Is ZFS production ready?

Sun Jun 24 23:41:21 UTC 2012

On Thu, Jun 21, 2012 at 4:44 PM, Wojciech Puchar <
wojtek at wojtek.tensor.gdynia.pl> wrote:

>  One interesting feature of ZFS if it's block checksum: all reads and
>> writes include block checksum, so it can easily detect situations where,
>> for example, data is quietly corrupted by RAM.
>>
>
> you may be shocked but you are sometimes wrong. i already demostrated it
> and checksumming doesn't get any errors, and do write wrong data with right
> checksums :)
>
> it's quite easy to explain if one understand hardware details.
>
> Checksumming will protect you from
>
> - failed SATA/SAS port, on-disk controller that returns bad data as good.
> This is actually really rare case. i never seen that, but maybe it happens.
>
> - some types of DRAM failure - but not all. Actually just a small fraction
> because DRAM failure like that would bring your system to crash so quickly
> that you are unlikely to get big data corruption.
>
> Common case with DRAM memory is that after you write to it, keeps right
> data some time and RARELY flips some bit later in spite of refresh.
>
> With this type you may run your machine for hours, even days or longer.
> And ZFS would calculate proper checksum of wrong data and will write it to
> disk.
>
>
> This is the reason i keep few failed DIMMs - for testing how different
> software behaves on broken machine.
>
> UFS resulted in few corrupted files after half a day of heavy work and 4
> crashes. fsck always recovered things well (of course "unexpected
> softupdate inconsistency....")
>
> ZFS survived 2 crashes. After third it panicked on startup.
>
> Of course - no zfs_fsck.
> And no possibility of making really good zfs_fsck because of data layout,
> at least not easy.
>
>
>
>  This feature is very important for databases.
>>
> is data integrity not important for the rest? :)
>
> Still - disks itself perform quite heavy ECC and both SATA and SAS ports.
>

While I don't dispute you're test's findings I would like to point out that
you are SPECIFICALLY testing for something that the original designers of
ZFS (SUN now Oracle) point out VERY clearly as being an issue that you
should avoid in you're deployed environments.
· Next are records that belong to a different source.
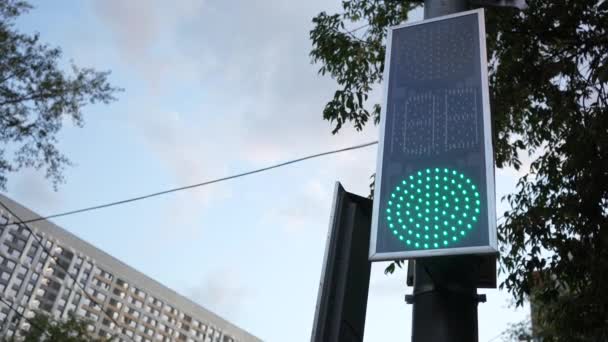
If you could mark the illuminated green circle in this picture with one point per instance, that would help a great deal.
(436, 196)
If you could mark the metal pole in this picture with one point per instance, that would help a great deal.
(445, 289)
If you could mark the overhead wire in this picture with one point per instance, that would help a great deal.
(187, 187)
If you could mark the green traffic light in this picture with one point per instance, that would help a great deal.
(436, 191)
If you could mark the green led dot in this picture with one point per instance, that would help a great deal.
(425, 192)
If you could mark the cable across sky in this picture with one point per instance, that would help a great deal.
(197, 185)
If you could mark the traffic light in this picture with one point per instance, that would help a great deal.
(434, 190)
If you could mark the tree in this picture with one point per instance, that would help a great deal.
(36, 96)
(548, 69)
(44, 328)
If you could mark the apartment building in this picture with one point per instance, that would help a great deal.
(141, 309)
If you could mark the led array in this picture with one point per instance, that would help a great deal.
(433, 208)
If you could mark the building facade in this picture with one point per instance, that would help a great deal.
(141, 309)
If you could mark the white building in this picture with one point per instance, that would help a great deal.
(144, 309)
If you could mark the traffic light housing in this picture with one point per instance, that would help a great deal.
(434, 191)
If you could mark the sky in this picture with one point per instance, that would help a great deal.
(214, 88)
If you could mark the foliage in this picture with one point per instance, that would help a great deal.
(44, 328)
(37, 96)
(548, 87)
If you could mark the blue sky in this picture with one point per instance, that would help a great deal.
(214, 88)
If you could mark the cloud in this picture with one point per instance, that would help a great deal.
(177, 145)
(223, 291)
(36, 192)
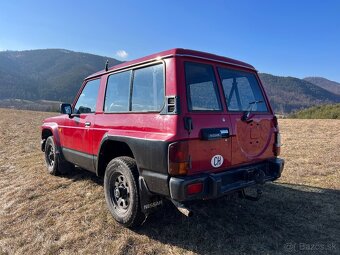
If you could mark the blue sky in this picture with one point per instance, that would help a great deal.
(287, 38)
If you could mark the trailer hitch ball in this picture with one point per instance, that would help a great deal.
(243, 194)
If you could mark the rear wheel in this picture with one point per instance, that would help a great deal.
(55, 165)
(121, 191)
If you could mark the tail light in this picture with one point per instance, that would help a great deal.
(194, 188)
(277, 143)
(179, 159)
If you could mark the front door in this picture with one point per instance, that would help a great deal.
(77, 132)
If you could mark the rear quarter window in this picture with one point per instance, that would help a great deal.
(242, 91)
(202, 92)
(148, 89)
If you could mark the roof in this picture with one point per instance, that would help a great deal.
(172, 53)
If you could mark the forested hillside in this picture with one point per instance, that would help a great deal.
(324, 83)
(51, 74)
(288, 94)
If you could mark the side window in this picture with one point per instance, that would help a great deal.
(202, 92)
(118, 92)
(88, 98)
(242, 91)
(148, 89)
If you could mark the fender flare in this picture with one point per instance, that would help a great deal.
(108, 137)
(53, 127)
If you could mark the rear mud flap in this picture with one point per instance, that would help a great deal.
(149, 202)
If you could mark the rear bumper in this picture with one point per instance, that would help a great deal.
(219, 184)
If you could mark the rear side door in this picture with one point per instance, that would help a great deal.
(77, 132)
(207, 124)
(250, 115)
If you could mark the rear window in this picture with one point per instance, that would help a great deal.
(202, 92)
(242, 91)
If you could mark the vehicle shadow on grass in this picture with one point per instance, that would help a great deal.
(289, 218)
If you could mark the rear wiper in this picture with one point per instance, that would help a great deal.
(246, 114)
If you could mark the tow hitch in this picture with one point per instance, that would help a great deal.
(243, 194)
(183, 209)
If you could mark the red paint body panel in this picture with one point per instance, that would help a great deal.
(249, 142)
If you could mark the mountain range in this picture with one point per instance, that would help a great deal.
(56, 74)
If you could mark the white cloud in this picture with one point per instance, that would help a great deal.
(122, 54)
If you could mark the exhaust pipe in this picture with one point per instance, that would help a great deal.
(183, 209)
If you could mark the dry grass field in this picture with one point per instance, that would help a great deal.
(43, 214)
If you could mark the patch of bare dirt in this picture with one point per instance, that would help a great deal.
(43, 214)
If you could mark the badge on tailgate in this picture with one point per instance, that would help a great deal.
(214, 133)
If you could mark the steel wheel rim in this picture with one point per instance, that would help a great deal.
(120, 193)
(50, 155)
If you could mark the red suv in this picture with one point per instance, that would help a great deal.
(181, 125)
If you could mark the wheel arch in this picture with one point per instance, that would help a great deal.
(110, 148)
(50, 129)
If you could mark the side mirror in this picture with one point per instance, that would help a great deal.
(66, 109)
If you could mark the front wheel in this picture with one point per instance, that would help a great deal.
(121, 191)
(55, 165)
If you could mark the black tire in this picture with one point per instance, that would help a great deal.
(122, 191)
(55, 165)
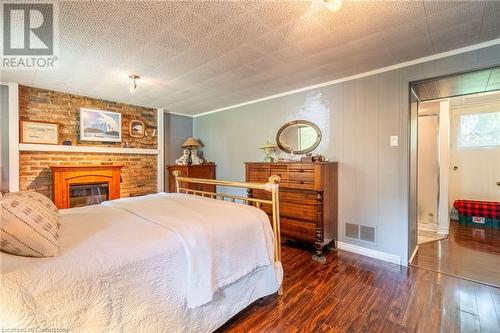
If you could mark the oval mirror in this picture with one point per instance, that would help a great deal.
(298, 137)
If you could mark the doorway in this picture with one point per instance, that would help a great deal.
(457, 123)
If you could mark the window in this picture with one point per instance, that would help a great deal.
(479, 130)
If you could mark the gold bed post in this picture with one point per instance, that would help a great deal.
(271, 186)
(274, 180)
(176, 174)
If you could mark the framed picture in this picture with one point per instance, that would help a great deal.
(39, 132)
(103, 126)
(137, 128)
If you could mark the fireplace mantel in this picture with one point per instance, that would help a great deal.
(64, 176)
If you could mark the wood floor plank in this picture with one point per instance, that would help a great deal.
(468, 302)
(488, 320)
(466, 253)
(352, 293)
(469, 322)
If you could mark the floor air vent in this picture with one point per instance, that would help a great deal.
(352, 230)
(361, 232)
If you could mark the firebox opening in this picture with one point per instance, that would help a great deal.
(88, 194)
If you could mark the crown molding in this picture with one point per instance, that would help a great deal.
(361, 75)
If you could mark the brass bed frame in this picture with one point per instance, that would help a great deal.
(271, 186)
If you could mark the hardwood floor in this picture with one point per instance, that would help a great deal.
(468, 252)
(352, 293)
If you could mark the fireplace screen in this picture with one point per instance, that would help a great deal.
(88, 194)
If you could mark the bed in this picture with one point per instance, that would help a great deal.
(127, 265)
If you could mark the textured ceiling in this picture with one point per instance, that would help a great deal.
(198, 56)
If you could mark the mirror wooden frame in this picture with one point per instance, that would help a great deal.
(299, 122)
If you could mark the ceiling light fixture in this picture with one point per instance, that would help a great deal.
(333, 5)
(133, 84)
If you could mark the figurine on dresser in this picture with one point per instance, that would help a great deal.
(184, 159)
(308, 189)
(190, 153)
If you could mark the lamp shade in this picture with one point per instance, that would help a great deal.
(191, 143)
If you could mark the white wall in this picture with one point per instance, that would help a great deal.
(478, 168)
(4, 138)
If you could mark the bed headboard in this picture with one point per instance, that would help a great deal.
(271, 186)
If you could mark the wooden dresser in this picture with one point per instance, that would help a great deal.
(205, 171)
(308, 199)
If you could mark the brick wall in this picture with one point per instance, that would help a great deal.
(62, 108)
(138, 172)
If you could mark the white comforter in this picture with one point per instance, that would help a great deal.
(124, 268)
(222, 241)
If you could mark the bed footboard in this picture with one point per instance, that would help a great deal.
(271, 186)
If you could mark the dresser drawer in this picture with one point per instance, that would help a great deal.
(300, 184)
(298, 229)
(258, 173)
(299, 197)
(301, 175)
(298, 211)
(280, 170)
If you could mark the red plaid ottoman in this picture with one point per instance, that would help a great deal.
(479, 212)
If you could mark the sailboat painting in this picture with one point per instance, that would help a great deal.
(104, 126)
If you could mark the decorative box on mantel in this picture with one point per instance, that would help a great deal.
(76, 186)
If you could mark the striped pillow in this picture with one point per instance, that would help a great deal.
(28, 227)
(42, 200)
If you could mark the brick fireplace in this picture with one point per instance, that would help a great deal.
(139, 172)
(76, 186)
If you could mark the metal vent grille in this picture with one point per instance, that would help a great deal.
(361, 232)
(352, 230)
(367, 233)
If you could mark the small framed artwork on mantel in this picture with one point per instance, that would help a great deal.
(103, 126)
(39, 132)
(137, 128)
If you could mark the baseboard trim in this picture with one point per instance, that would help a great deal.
(413, 254)
(427, 227)
(392, 258)
(443, 230)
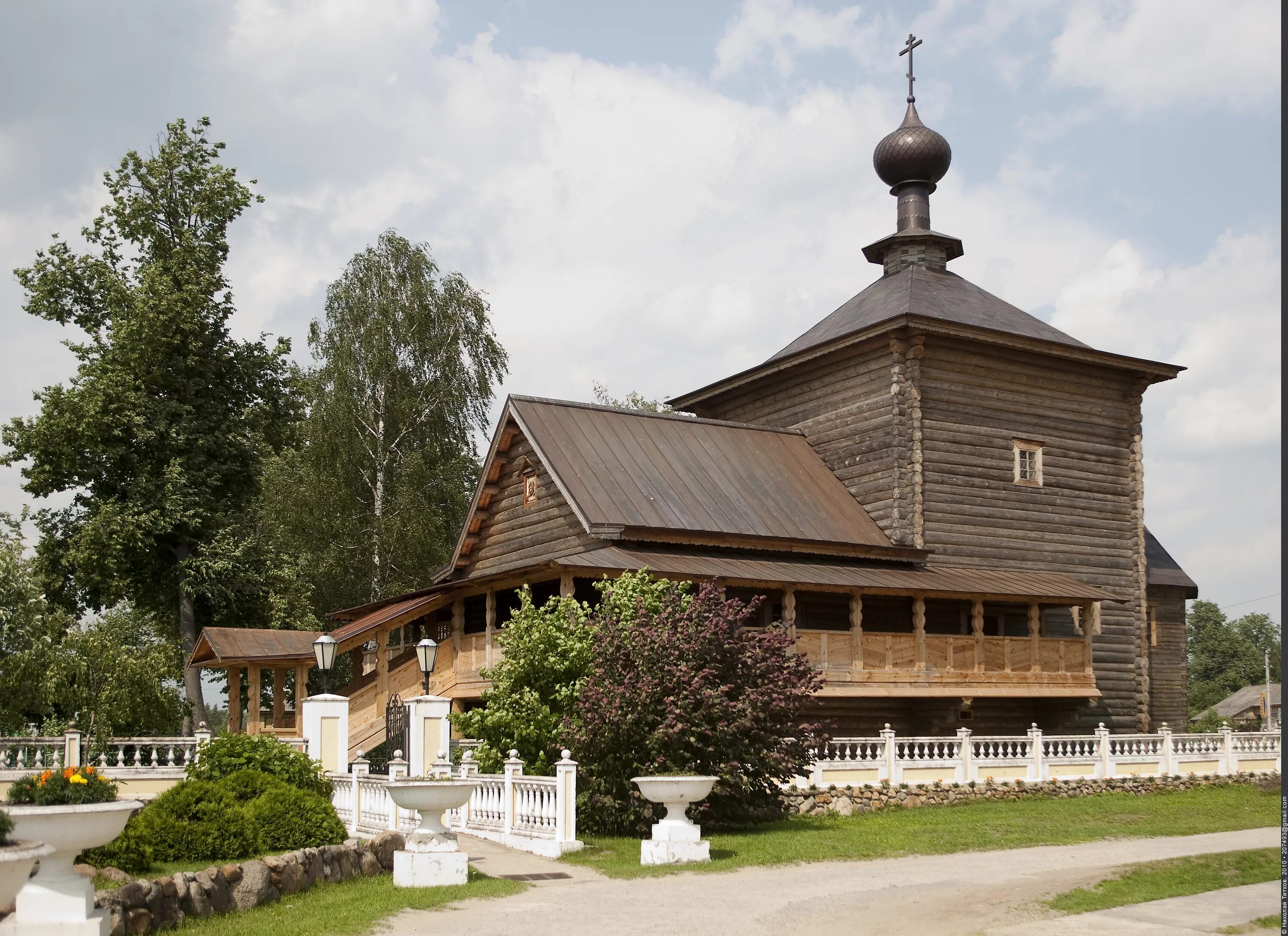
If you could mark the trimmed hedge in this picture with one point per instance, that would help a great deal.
(230, 754)
(197, 821)
(288, 819)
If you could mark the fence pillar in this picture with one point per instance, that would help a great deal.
(566, 799)
(201, 736)
(326, 730)
(1103, 746)
(513, 772)
(71, 747)
(1169, 766)
(1036, 751)
(964, 736)
(428, 732)
(892, 761)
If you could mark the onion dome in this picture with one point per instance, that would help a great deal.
(912, 154)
The filesystem is designed to protect the ON DISK data and being a highly
memory intensive filesystem should ALWAYS be deployed on hardware with
memory error correction build in (aka ECC RAM deployed across multiple
banks).

The filesystem comes from an hardware/OS environment that is HEAVILY BIASED
towards "self healing" as they put it and as a result things like memory
module issues would:
    1) Either be corrected by the ECC modules
    2) Be reported to the administrator of said system as soon as they
occur (well on a system where you have such reporting setup correctly)
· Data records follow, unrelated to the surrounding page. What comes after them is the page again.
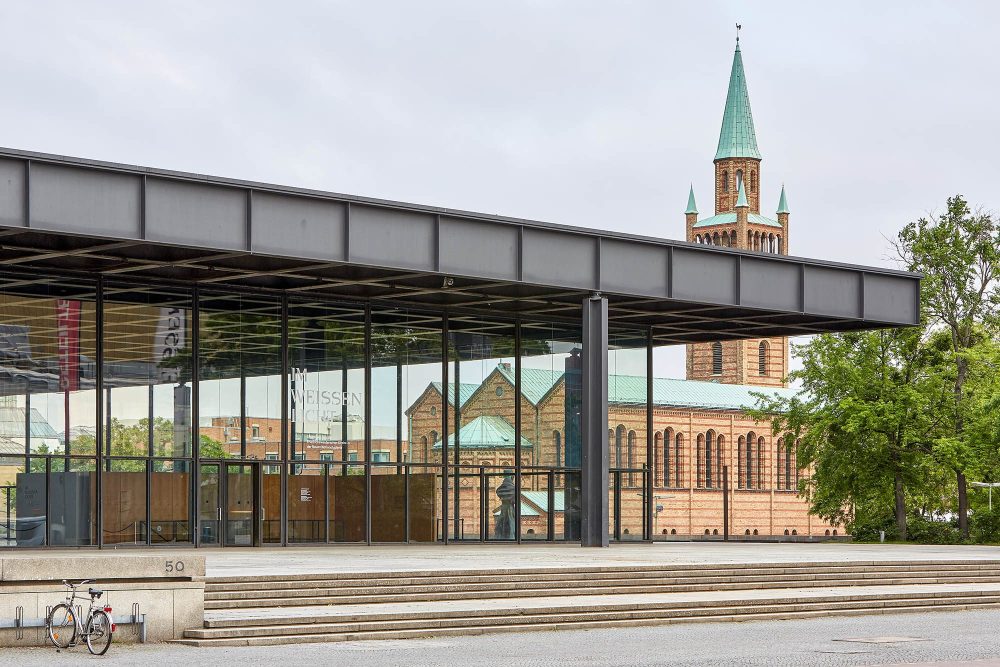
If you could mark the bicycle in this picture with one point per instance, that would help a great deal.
(64, 626)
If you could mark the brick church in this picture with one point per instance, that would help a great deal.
(699, 422)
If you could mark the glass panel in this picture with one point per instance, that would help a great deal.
(124, 506)
(239, 514)
(240, 370)
(307, 504)
(210, 505)
(482, 397)
(271, 494)
(22, 501)
(676, 448)
(147, 371)
(627, 398)
(47, 370)
(406, 418)
(170, 506)
(327, 381)
(346, 502)
(72, 502)
(551, 399)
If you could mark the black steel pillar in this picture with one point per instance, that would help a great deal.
(594, 519)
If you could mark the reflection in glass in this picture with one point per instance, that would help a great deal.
(170, 509)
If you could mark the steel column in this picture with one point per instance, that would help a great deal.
(594, 520)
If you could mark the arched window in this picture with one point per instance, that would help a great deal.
(720, 459)
(762, 462)
(679, 438)
(660, 462)
(631, 458)
(709, 451)
(782, 455)
(700, 458)
(619, 436)
(741, 482)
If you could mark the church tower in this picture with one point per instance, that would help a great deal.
(737, 223)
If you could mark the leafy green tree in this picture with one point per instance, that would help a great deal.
(959, 254)
(863, 421)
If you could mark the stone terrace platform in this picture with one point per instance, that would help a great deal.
(235, 562)
(322, 560)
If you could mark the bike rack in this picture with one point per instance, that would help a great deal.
(136, 620)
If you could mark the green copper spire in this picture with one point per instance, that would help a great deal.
(737, 138)
(691, 206)
(783, 203)
(741, 198)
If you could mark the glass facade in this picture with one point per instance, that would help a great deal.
(169, 414)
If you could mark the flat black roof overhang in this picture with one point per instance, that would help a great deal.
(130, 222)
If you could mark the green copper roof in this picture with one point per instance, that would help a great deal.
(737, 138)
(783, 203)
(730, 219)
(465, 392)
(691, 205)
(741, 198)
(486, 432)
(535, 382)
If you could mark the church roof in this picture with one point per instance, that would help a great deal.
(737, 138)
(465, 392)
(535, 382)
(730, 219)
(486, 432)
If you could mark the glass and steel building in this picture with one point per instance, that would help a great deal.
(190, 360)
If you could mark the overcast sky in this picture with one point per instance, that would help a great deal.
(596, 114)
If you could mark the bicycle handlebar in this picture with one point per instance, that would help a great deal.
(81, 583)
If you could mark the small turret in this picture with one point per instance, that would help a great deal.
(783, 221)
(742, 206)
(691, 214)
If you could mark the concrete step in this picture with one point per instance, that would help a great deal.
(557, 574)
(319, 597)
(359, 587)
(580, 618)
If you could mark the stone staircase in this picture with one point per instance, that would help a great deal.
(399, 605)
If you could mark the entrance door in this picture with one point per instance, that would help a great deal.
(229, 507)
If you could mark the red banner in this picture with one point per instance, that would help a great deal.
(68, 343)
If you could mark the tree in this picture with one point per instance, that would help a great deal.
(863, 422)
(959, 254)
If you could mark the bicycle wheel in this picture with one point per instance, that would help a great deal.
(99, 632)
(61, 625)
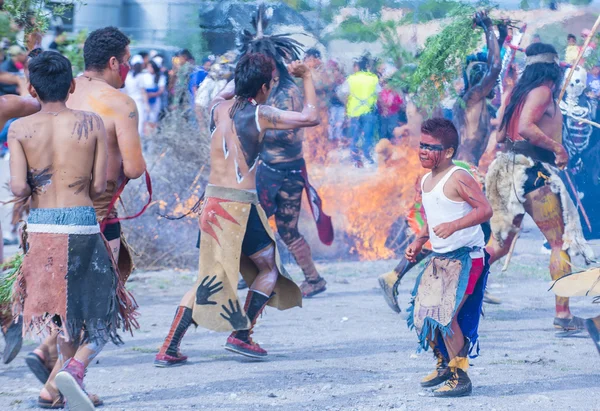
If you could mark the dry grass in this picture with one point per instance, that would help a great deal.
(177, 154)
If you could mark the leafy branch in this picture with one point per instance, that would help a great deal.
(441, 61)
(34, 16)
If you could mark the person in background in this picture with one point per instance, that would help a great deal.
(337, 111)
(360, 91)
(159, 59)
(154, 84)
(390, 103)
(572, 50)
(593, 81)
(14, 64)
(585, 33)
(135, 89)
(60, 38)
(219, 75)
(316, 138)
(145, 59)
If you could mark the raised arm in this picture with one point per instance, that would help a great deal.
(273, 118)
(18, 164)
(100, 167)
(482, 89)
(226, 94)
(534, 108)
(128, 138)
(469, 191)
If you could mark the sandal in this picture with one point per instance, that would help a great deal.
(569, 326)
(38, 367)
(59, 403)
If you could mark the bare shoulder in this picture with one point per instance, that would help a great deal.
(287, 97)
(124, 105)
(271, 114)
(462, 178)
(15, 128)
(86, 124)
(540, 94)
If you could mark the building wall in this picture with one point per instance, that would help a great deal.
(146, 21)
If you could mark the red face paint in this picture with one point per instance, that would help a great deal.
(430, 152)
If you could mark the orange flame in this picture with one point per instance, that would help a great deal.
(364, 203)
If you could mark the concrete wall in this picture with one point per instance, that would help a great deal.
(98, 13)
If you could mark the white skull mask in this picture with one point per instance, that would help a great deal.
(578, 82)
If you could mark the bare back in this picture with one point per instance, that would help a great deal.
(551, 122)
(474, 128)
(234, 146)
(112, 106)
(60, 153)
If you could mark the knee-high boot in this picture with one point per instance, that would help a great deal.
(241, 341)
(169, 354)
(313, 283)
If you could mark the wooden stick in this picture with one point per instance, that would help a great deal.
(586, 121)
(576, 194)
(511, 250)
(581, 52)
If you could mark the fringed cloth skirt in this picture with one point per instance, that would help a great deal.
(68, 280)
As a result you're argument is moot....whilst you're findings are indeed
still valid.

UFS2 being MUCH lighter on RAM requirements is, well frankly, quite
possibly not even interacting with the damaged sections of the memory
modules in you're test and I am almost certain that if we were to ask
around on this mailing list enough examples of UFS/UFS2 corruption due to
faulty RAM are VERY VERY likely to come up.
    No filesystem (or other code for that matter) would be able to detect
RAM content corruption (as this is NOT a filesystem's job) and correct it
for you as frankly the kernel wouldn't know if the data in the buffers is
correct or not without the application storing said data being coded to
check for these conditions (I know of a patch to the Linux kernel that does
indeed look for faulty RAM segments and works around them but I am
*mostly*positive that no general purpose OS in current deployment does
so as I have
noticed that this behavior was VERY CPU intensive).
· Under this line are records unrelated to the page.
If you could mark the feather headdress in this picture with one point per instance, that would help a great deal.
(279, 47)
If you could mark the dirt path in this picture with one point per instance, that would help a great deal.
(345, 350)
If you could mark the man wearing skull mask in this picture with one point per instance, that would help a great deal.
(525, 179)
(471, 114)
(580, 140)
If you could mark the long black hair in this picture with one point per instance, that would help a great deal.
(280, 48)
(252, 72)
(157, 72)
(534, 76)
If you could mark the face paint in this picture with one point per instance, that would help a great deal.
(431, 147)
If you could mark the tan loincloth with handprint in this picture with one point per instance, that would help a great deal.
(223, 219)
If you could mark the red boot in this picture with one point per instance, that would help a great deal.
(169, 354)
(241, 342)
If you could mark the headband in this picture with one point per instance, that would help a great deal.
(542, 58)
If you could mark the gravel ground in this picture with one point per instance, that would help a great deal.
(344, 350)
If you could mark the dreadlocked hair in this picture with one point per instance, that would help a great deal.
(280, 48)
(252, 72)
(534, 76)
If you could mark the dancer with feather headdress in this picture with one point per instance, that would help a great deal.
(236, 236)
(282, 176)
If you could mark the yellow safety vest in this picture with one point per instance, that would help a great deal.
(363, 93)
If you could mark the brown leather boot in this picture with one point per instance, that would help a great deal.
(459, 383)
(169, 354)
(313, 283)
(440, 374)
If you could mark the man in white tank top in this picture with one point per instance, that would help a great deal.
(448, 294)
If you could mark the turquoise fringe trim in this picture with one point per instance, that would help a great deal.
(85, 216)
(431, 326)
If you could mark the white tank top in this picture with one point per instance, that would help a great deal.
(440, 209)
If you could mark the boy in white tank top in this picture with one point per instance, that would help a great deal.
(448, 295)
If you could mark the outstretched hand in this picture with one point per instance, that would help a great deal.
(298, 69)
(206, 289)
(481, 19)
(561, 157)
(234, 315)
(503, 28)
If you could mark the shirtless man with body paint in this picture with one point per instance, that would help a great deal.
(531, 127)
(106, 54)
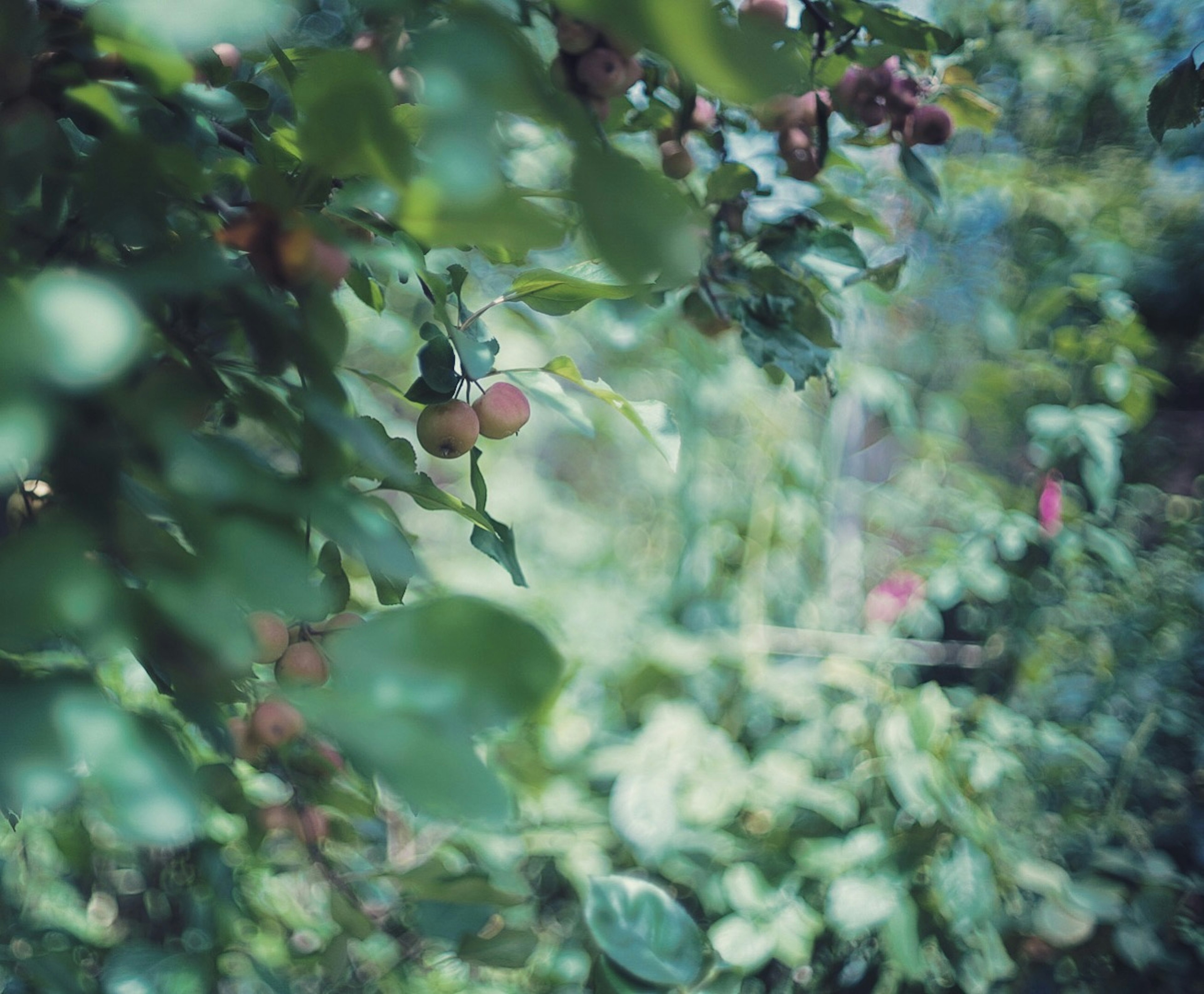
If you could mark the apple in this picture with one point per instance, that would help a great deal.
(276, 722)
(303, 665)
(501, 411)
(271, 636)
(448, 430)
Also (debate encouraged here) due to the COW nature of ZFS a zfs_fsck
command is basically entirely unnecessary as 1) The last successfully
completed write to the file will be intact and
2) Scrubbing the on disk content performs a much better filesystem
maintenance than an fsck does and this can also be done online without
impacting uptimes of you're systems/data availability.
    On my systems I specifically trigger a scrub (via the ZFS init script)
whenever my systems are uncleanly shut down as I am willing to tolerate a
slightly slower but available system in such conditions.

While UFS2 is indeed an wonderfully reliable filesystem it (as with all
things) is not suited to all tasks, there are many instances where I can
see the features of ZFS far outweighing the detractions (as do I see the
same for the converse state of affairs).

While all the above is purely based on my understanding of ZFS (and I am
one of the people working on a port to GNU/Linux - admittedly not directly
but I spend a LOT of my time reading/cleaning up the code fork that I do
use) and SUN's (now Oracle's) design/deployment documents,...it is still my
opinion and I would encourage a debate on these opinions.